Given, $$E_{FeO|Fe}^0 = - 0.87\,V$$, $$E_{N{i_2}{O_3}|NiO}^0 = + 0.40\,V$$

At anode : $$Fe(s) + 2O{H^ - }(l) \to FeO(s) + {H_2}O(l) + 2e$$

At cathode : $$N{i_2}{O_3}(s) + {H_2}O(l) + 2e \to 2NiO(s) + 2O{H^ - }(aq)$$

(1) Cell reaction : $$Fe(s) + N{i_2}{O_3}(s) \to FeO(s) + 2NiO(s)$$

(2) $$E_{cell}^0 = E_{cathode}^0 - E_{anode}^0 = 0.40 - ( - 0.87) = + 1.27\,V$$

$${E_{cell}} = E_{cell}^0 - {{0.059} \over 2}\log {{[FeO]{{[NiO]}^2}} \over {[Fe][N{i_2}{O_3}]}}$$

$$ = {E^0} - {{0.059} \over 2}\log {{1 \times {1^2}} \over {1 \times 1}} = {E^0}$$ [$$\because$$ Molar concentration of pure solid = 1]
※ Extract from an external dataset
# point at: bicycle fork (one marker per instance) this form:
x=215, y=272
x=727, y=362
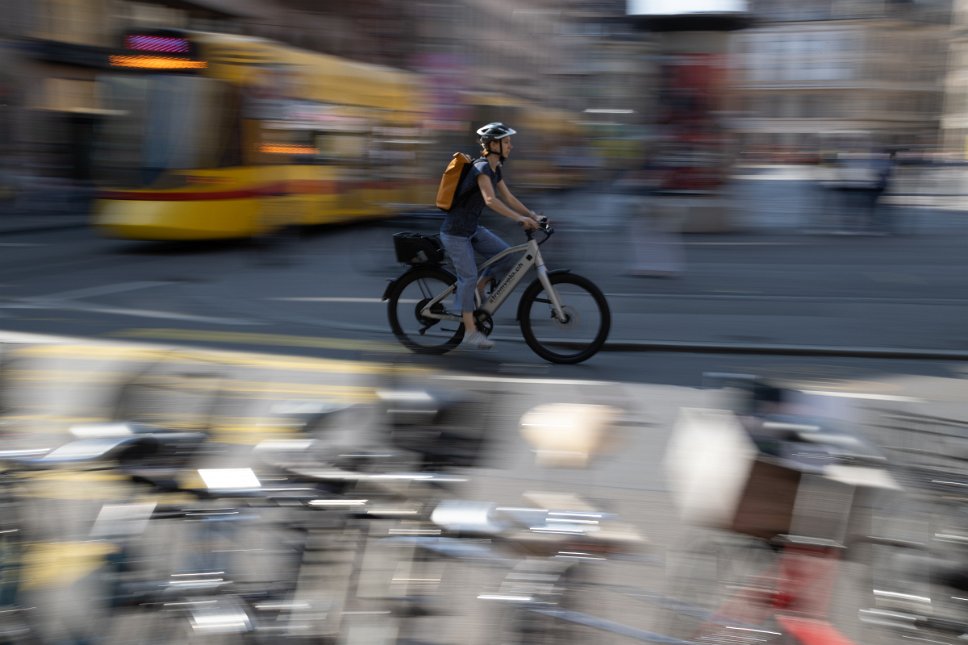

The expression for E_cell does not contain concentration term of OH^$$-$$, so E_cell is independent of OH^$$-$$ concentration.

(3) Electrical energy obtained from 1 mole of

$$N{i_2}{O_3} = n \times E_{cell}^0 \times F = 2 \times 1.27 \times 96500\,J$$ = 245110 J = 245.11 kJ.